Londres, le 2 février dernier. Lors de la
réunion des ministres des Finances des pays
du G7, Hervé Gaymard a prôné quant à lui « une
double initiative concrète » européenne
contre le sida. Il a repris l’idée de
taxe sur les transports aériens et maritimes,
ainsi que celle d’« une facilité financière
internationale (FFI) », déjà proposée
par le ministre britannique Gordon Brown. Plus largement,
il espère ainsi financer également la
vaccination des populations contre « les
maladies qui déciment le Sud ».
Répondre à l’urgence
De très bonnes idées… à long
terme. Mais d’ores et déjà, deux
pays au poids économique majeur, les Etats-Unis
et le Japon, s’opposent fermement à ce
principe de taxe internationale. Et à supposer
leur accord, même la mise en place rapide de
l’impôt mondial ne suffirait pas pour répondre à l’urgence
du plan « 3 by 5 ». Tandis que le gouvernement
français a annoncé le 1 er décembre
2004, Journée mondiale de lutte contre le sida,
que le pays ne verserait que 200 millions d’euros,
les associations de lutte contre le sida (Ensemble
contre le sida – Sidaction, Solidarité sida,
Elus locaux contre le sida, Sida info service) demandent
au président de la République de s’aligner
sur la subvention versée par Tony Blair : 700
millions d’euros – soit un doublement de
la promesse de don initiale. Act up a profité du
sommet londonien pour organiser une manifestation et
un « die-in » en s’allongeant
sur le trottoir, devant la Banque de France. Sur leurs
banderoles : « Sida : le G8 compte ses sous,
l’Afrique compte ses morts. »
Act up incite aussi le président français « à tenir
ses engagements », rappelant notamment
que Jacques Chirac avait déjà émis
le souhait en 2001, à l’occasion du
G8 de Gênes, que « le Fonds mondial
atteigne rapidement 10 milliards de dollars ».

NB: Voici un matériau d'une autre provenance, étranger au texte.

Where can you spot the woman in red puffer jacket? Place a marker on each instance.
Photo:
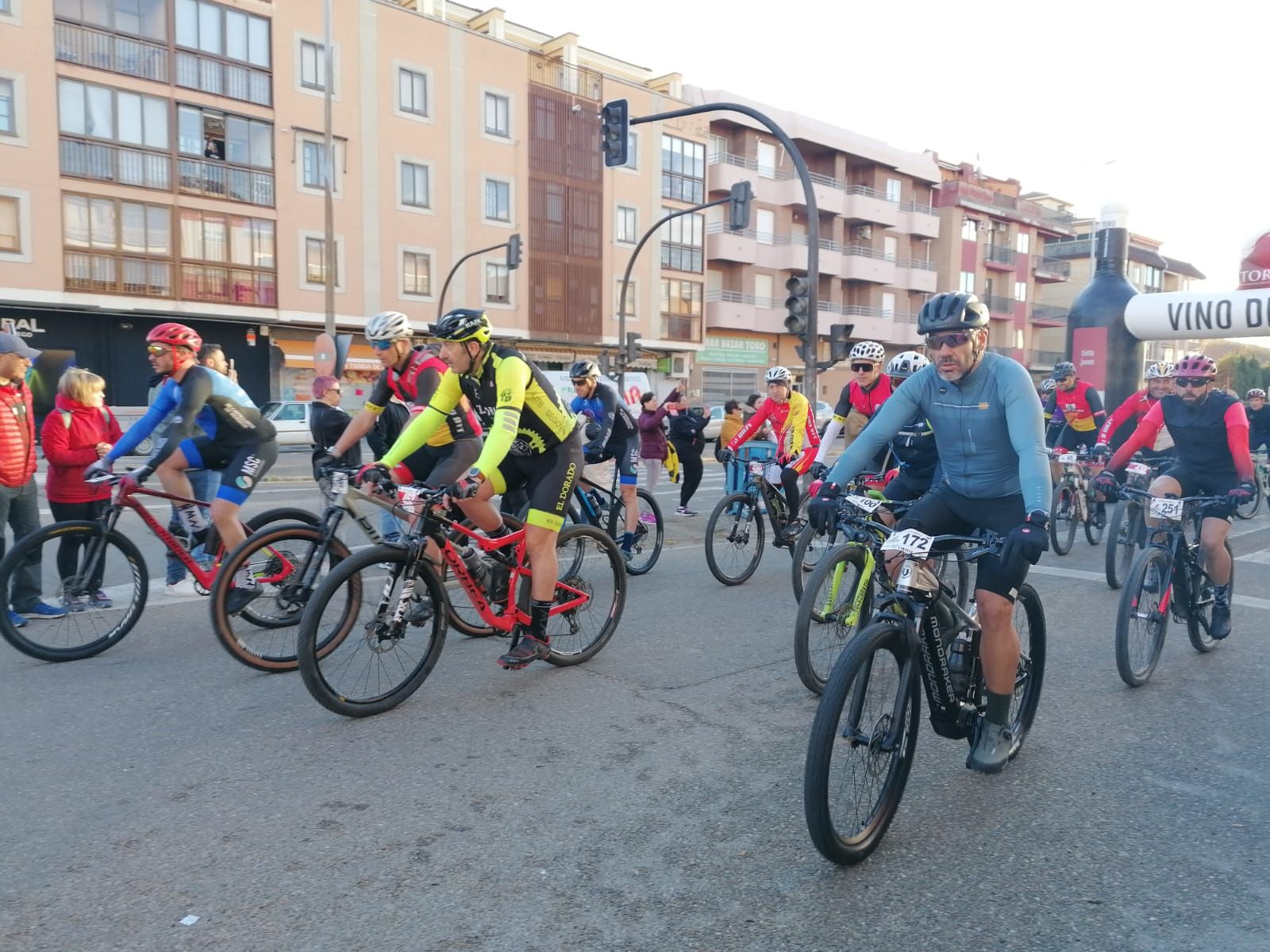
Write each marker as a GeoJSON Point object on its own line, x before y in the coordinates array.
{"type": "Point", "coordinates": [80, 431]}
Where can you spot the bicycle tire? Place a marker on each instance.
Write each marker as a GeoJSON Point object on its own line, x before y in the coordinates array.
{"type": "Point", "coordinates": [279, 655]}
{"type": "Point", "coordinates": [753, 524]}
{"type": "Point", "coordinates": [814, 663]}
{"type": "Point", "coordinates": [1134, 672]}
{"type": "Point", "coordinates": [1062, 493]}
{"type": "Point", "coordinates": [1197, 628]}
{"type": "Point", "coordinates": [855, 666]}
{"type": "Point", "coordinates": [54, 533]}
{"type": "Point", "coordinates": [332, 697]}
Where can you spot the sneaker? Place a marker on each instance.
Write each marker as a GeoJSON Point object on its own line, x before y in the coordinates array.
{"type": "Point", "coordinates": [182, 589]}
{"type": "Point", "coordinates": [527, 649]}
{"type": "Point", "coordinates": [991, 750]}
{"type": "Point", "coordinates": [44, 611]}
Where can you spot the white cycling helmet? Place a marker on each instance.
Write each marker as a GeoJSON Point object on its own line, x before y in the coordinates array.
{"type": "Point", "coordinates": [387, 325]}
{"type": "Point", "coordinates": [868, 351]}
{"type": "Point", "coordinates": [906, 365]}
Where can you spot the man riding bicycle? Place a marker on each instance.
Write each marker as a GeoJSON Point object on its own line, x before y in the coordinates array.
{"type": "Point", "coordinates": [533, 442]}
{"type": "Point", "coordinates": [216, 427]}
{"type": "Point", "coordinates": [1210, 436]}
{"type": "Point", "coordinates": [618, 437]}
{"type": "Point", "coordinates": [990, 435]}
{"type": "Point", "coordinates": [794, 425]}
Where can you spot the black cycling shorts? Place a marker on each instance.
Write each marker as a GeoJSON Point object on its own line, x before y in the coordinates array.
{"type": "Point", "coordinates": [944, 512]}
{"type": "Point", "coordinates": [241, 466]}
{"type": "Point", "coordinates": [549, 479]}
{"type": "Point", "coordinates": [1206, 484]}
{"type": "Point", "coordinates": [440, 466]}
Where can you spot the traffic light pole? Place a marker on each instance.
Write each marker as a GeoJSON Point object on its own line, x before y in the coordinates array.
{"type": "Point", "coordinates": [626, 281]}
{"type": "Point", "coordinates": [813, 219]}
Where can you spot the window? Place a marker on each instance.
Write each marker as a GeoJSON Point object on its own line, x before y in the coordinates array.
{"type": "Point", "coordinates": [628, 228]}
{"type": "Point", "coordinates": [313, 65]}
{"type": "Point", "coordinates": [416, 273]}
{"type": "Point", "coordinates": [416, 187]}
{"type": "Point", "coordinates": [498, 116]}
{"type": "Point", "coordinates": [683, 241]}
{"type": "Point", "coordinates": [413, 92]}
{"type": "Point", "coordinates": [497, 283]}
{"type": "Point", "coordinates": [683, 169]}
{"type": "Point", "coordinates": [10, 232]}
{"type": "Point", "coordinates": [498, 201]}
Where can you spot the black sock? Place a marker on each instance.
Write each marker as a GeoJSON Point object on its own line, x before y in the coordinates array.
{"type": "Point", "coordinates": [539, 612]}
{"type": "Point", "coordinates": [999, 708]}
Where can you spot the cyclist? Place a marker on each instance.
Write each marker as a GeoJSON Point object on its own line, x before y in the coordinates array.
{"type": "Point", "coordinates": [990, 433]}
{"type": "Point", "coordinates": [412, 374]}
{"type": "Point", "coordinates": [1081, 405]}
{"type": "Point", "coordinates": [533, 441]}
{"type": "Point", "coordinates": [618, 438]}
{"type": "Point", "coordinates": [216, 427]}
{"type": "Point", "coordinates": [1210, 435]}
{"type": "Point", "coordinates": [794, 425]}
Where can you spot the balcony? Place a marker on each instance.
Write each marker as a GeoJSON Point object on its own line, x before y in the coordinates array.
{"type": "Point", "coordinates": [1000, 258]}
{"type": "Point", "coordinates": [1051, 270]}
{"type": "Point", "coordinates": [110, 51]}
{"type": "Point", "coordinates": [106, 162]}
{"type": "Point", "coordinates": [198, 177]}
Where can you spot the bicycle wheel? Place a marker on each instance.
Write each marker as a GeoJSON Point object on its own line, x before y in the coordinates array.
{"type": "Point", "coordinates": [591, 569]}
{"type": "Point", "coordinates": [810, 549]}
{"type": "Point", "coordinates": [287, 562]}
{"type": "Point", "coordinates": [836, 603]}
{"type": "Point", "coordinates": [1202, 613]}
{"type": "Point", "coordinates": [734, 539]}
{"type": "Point", "coordinates": [1124, 531]}
{"type": "Point", "coordinates": [1142, 616]}
{"type": "Point", "coordinates": [376, 657]}
{"type": "Point", "coordinates": [855, 776]}
{"type": "Point", "coordinates": [103, 596]}
{"type": "Point", "coordinates": [649, 532]}
{"type": "Point", "coordinates": [1062, 518]}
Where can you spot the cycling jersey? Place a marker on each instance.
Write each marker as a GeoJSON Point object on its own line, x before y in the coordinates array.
{"type": "Point", "coordinates": [529, 418]}
{"type": "Point", "coordinates": [416, 386]}
{"type": "Point", "coordinates": [988, 432]}
{"type": "Point", "coordinates": [1081, 406]}
{"type": "Point", "coordinates": [202, 399]}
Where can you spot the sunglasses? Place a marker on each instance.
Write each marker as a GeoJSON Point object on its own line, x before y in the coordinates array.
{"type": "Point", "coordinates": [933, 342]}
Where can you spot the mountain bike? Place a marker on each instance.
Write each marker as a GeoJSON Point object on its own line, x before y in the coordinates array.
{"type": "Point", "coordinates": [865, 731]}
{"type": "Point", "coordinates": [1126, 528]}
{"type": "Point", "coordinates": [838, 597]}
{"type": "Point", "coordinates": [1166, 579]}
{"type": "Point", "coordinates": [108, 562]}
{"type": "Point", "coordinates": [371, 658]}
{"type": "Point", "coordinates": [1075, 505]}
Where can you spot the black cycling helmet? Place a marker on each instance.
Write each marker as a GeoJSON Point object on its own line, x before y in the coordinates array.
{"type": "Point", "coordinates": [461, 324]}
{"type": "Point", "coordinates": [952, 310]}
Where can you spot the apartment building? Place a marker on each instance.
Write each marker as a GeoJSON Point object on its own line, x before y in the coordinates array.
{"type": "Point", "coordinates": [164, 159]}
{"type": "Point", "coordinates": [876, 226]}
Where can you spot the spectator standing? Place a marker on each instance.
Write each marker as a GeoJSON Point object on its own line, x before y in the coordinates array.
{"type": "Point", "coordinates": [19, 498]}
{"type": "Point", "coordinates": [80, 431]}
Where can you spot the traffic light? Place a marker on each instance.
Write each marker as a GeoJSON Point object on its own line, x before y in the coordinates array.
{"type": "Point", "coordinates": [797, 306]}
{"type": "Point", "coordinates": [738, 209]}
{"type": "Point", "coordinates": [615, 131]}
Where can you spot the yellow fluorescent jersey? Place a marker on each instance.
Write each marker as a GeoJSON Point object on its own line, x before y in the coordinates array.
{"type": "Point", "coordinates": [529, 416]}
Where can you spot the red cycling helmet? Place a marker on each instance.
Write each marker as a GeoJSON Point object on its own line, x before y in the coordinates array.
{"type": "Point", "coordinates": [1195, 366]}
{"type": "Point", "coordinates": [175, 336]}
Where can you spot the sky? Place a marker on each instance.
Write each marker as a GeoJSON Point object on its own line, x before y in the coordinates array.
{"type": "Point", "coordinates": [1160, 106]}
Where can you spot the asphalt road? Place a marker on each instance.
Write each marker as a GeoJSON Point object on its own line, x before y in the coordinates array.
{"type": "Point", "coordinates": [651, 799]}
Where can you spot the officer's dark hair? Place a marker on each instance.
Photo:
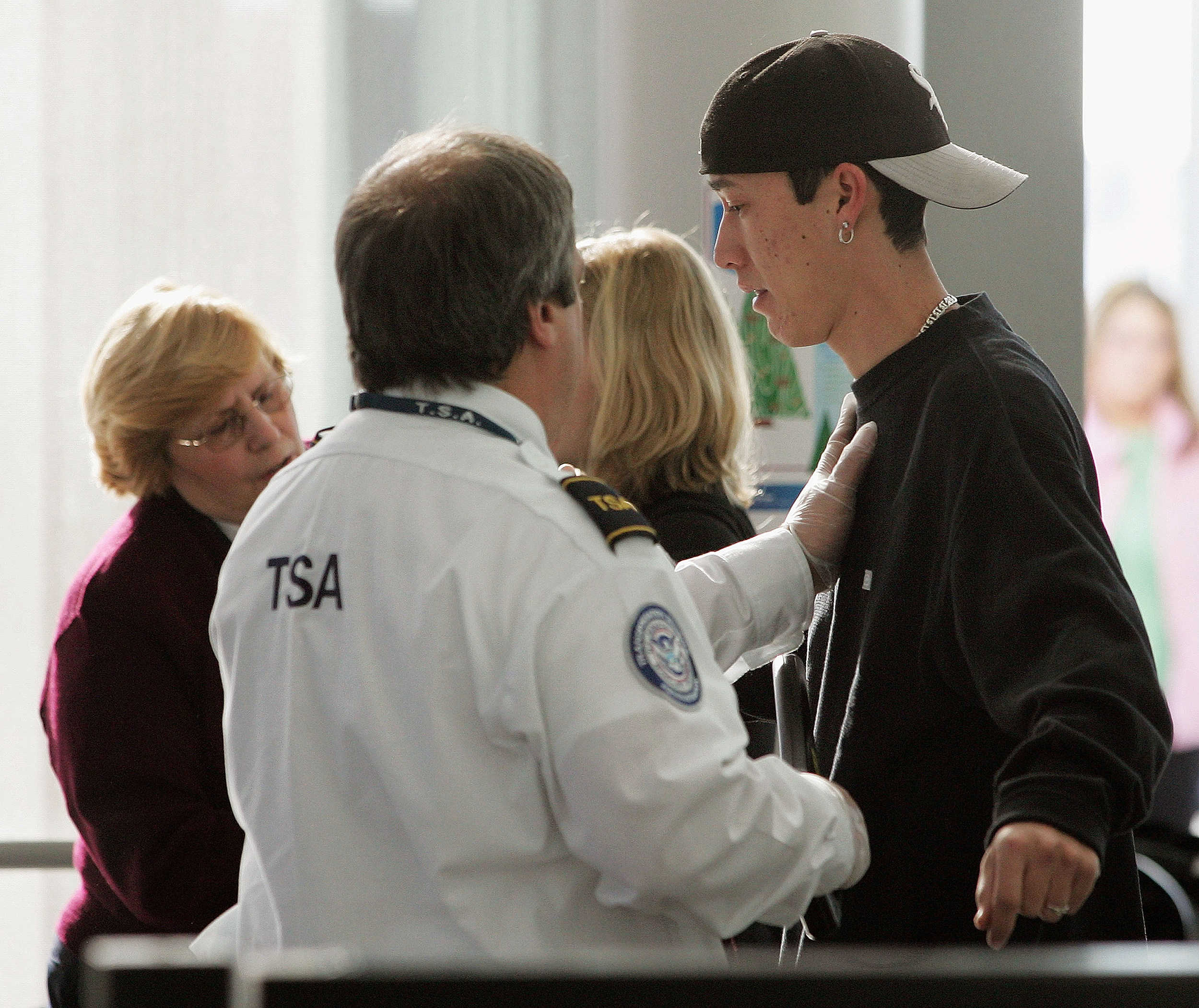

Aujourd’hui, le Fonds mondial de lutte contre
le sida, la tuberculose et le paludisme (www.theglobalfund.org/fr)
stagne à 1,3 milliard par an. La participation
de la France, deuxième pays contributeur,
s’élève à 150 millions
d’euros par an selon un plan triennal qui s’étend
jusqu’en 2006. Une participation qui a « triplé en
2004 », comme le souligne le ministère
des Affaires étrangères.
A l’heure où les pays riches ont montré une
incroyable mobilisation pour les victimes du raz-de-marée
en Asie, et tandis que le sida fait autant de morts
qu’un tsunami par mois, on se prend à croire
que ces 2 milliards de dollars pour sauver 3 millions
de personnes, peuvent être rapidement trouvés.